Entenda o que pesquisa descobriu sobre possíveis problemas renais ocasionados por longos períodos no espaço.
Você sabia que os desafios de uma viagem espacial vão muito além da tecnologia necessária para sair da Terra? Na realidade, estudos recentes mostram que o corpo humano ainda enfrenta limitações importantes quando fora do planeta, e uma delas pode comprometer diretamente o futuro das missões de longa duração.
Pesquisas indicam que astronautas submetidos a longos períodos no espaço podem desenvolver alterações nos rins, incluindo formação de pedras e mudanças estruturais no órgão!
Pesquisa relaciona estadia no espaço à problema nos rins
Já se sabia que a microgravidade provoca perda de densidade óssea. No entanto, os efeitos não param por aí. A liberação de cálcio na corrente sanguínea, resultado desse processo, aumenta o risco de formação de cálculos renais.
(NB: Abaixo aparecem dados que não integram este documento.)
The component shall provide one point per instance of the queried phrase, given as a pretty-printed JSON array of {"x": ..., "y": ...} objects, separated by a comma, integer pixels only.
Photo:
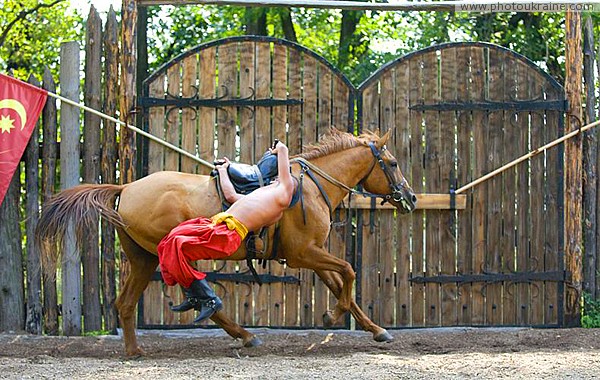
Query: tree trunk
[{"x": 256, "y": 21}]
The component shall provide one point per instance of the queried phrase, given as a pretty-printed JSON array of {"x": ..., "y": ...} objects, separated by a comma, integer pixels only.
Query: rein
[{"x": 396, "y": 193}]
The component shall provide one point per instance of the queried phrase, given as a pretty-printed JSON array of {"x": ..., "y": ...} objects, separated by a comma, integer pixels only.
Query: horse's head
[{"x": 387, "y": 179}]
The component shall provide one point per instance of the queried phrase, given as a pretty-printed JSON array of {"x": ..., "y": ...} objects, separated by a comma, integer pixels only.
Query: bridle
[{"x": 396, "y": 194}]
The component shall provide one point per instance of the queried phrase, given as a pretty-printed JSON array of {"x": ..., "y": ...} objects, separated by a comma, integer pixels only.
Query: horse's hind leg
[
  {"x": 142, "y": 264},
  {"x": 235, "y": 330},
  {"x": 334, "y": 282}
]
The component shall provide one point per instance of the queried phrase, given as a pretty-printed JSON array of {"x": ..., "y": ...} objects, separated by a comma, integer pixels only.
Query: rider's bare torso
[{"x": 264, "y": 206}]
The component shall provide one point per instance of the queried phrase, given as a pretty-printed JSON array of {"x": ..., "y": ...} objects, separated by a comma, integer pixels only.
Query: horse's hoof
[
  {"x": 254, "y": 342},
  {"x": 383, "y": 336},
  {"x": 135, "y": 353},
  {"x": 327, "y": 320}
]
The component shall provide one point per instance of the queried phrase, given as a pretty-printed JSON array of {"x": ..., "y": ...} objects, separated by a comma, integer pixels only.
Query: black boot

Mais recentemente, um estudo chamado “Cosmic kidney disease: an integrated pan-omic, physiological and morphological study into spaceflight-induced renal dysfunction” aponta que a exposição prolongada à microgravidade pode provocar mudanças nos túbulos renais, estruturas responsáveis por filtrar e reabsorver substâncias no organismo.
Essas alterações podem comprometer a eficiência dos rins ao longo do tempo, o que levanta preocupações sobre a saúde dos astronautas em missões prolongadas.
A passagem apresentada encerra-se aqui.